For a quick overview of this saga, screen the video STATIN NATION. (

Why you should be very careful about what and whom you should believe regarding these issues:

1.When I was a final year medical student in 1973, I was taught by my peers that a good and healthy cholesterol level would be 7 mg/dl and below. That was what I aimed for  and advised in my Family Practice in rural South Africa. But 10 years later the guidelines recommended less than 6 mg/dl and another 10 years later it was less than 5 mg/dl and now it is even as low as possible. This absurd low levels mean that most people on earth would need a statin to reduce their cholesterol level. Even children will fall under this medication net.

This sounds to me like a great cholesterol CON. Read the book THE GREAT CHOLESTEROL CON by Dr Malcolm Kendrick.

2.Who are the experts who decide what your cholesterol levels should be to prevent disease??

Not surprisingly, eight of the nine doctors who were on the approval panel for these absurdly low guidelines had been making money from the companies of the cholesterol-lowering drugs they were suddenly pushing onto a much larger (oftentimes healthy) segment of the population.

3.There is no connection whatsoever between cholesterol in food and cholesterol in blood. And we’ve known that all along. Cholesterol in the diet doesn’t matter at all unless you happen to be a chicken or a rabbit.

                  Ancel Keys, PhD. Professor Emeritus at University of Minnesota 1997

Therefore cholesterol in the diet does not raise cholesterol levels.

4.The gold standard study The Framingham Study running from 1948 found:

 In Framingham, Massachusetts, the more saturated fat one ate, the more cholesterol one ate, the more calories one ate, the lower people’s serum cholesterol(he means LDL).

Dr. William Castelli, Director of the Framingham Study, 1992

When I show this quote to other doctors it made them choke in their tea. But it shouldn’t. How can eating saturated fat raise LDL levels. It is biologically impossible..

5.The key finding from the Framingham Study was:

There is a direct association between falling cholesterol levels over the first 14 years of the study and mortality over the following 18 years (11% overall mortality increase and 14% CVD death rate increase per 1mg/dl per year drop in cholesterol levels) This will drop many a doctor’s yaw!!

6. This finding was confirmed in the Honolulu Study published in Lancet 2001.that in people over 50 low serum cholesterol levels increased risk of death. Read and this will again let you choke in your tea.

Lancet 2001.

Our data accord with previous findings of increased mortality in elderly people with low serum cholesterol, and show that long term persistence of low cholesterol concentrations actually increased the risk of death. Thus the earlier that patients start to have lower cholesterol concentrations the greater the risk of death.

7.Another study The Hunt 2 study running 10 years showed the same results.


Our study provides an updated epidemiological indication of possible errors in the CVD risk algorithms of many clinical guidelines. If our findings are generalizable, clinical and public health recommendations regarding the ‘dangers’ of cholesterol should be revised. This is especially true for women, for whom moderately elevated cholesterol (by current standards) may prove to be not only harmless but even beneficial.

8.Statins Increase Prevalence of Coronary Calcification by More than 50 Percent!

A new study in the journal Atherosclerosis (August 24 2012) shows that statin use is associated with a 52 percent increased prevalence and extent of calcified coronary plaque compared to non-users. None of the participants in the study – 6,673 in all – had any known coronary artery disease at the time of undergoing coronary CT angiography (CCTA) – a non-invasive method that allows you to see coronary atherosclerotic features, including plaque composition.

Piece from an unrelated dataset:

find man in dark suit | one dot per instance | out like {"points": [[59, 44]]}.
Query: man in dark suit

Arterial plaque is a hallmark of cardiovascular disease and increases your risk of all-cause mortality, so clearly, anything that increases calcification and stiffening of your arteries is wisely avoided. And statins seem to fall into this category.

9.These disturbing findings come right on the heels of another study published in the journal Diabetes Care(August 8 2012}which discovered that type 2 diabetics with advanced atherosclerosis who are frequent statin users have significantly higher amounts of coronary artery calcification compared to less frequent users of the drug.

Furthermore, in a subgroup of participants who initially were not receiving statins, progression of both coronary artery calcification as well as abdominal aortic artery calcification was significantly increased when they began frequent statin use.

The authors concluded that:

“More frequent statin use is associated with accelerated coronary artery calcification in T2DM patients with advanced atherosclerosis.”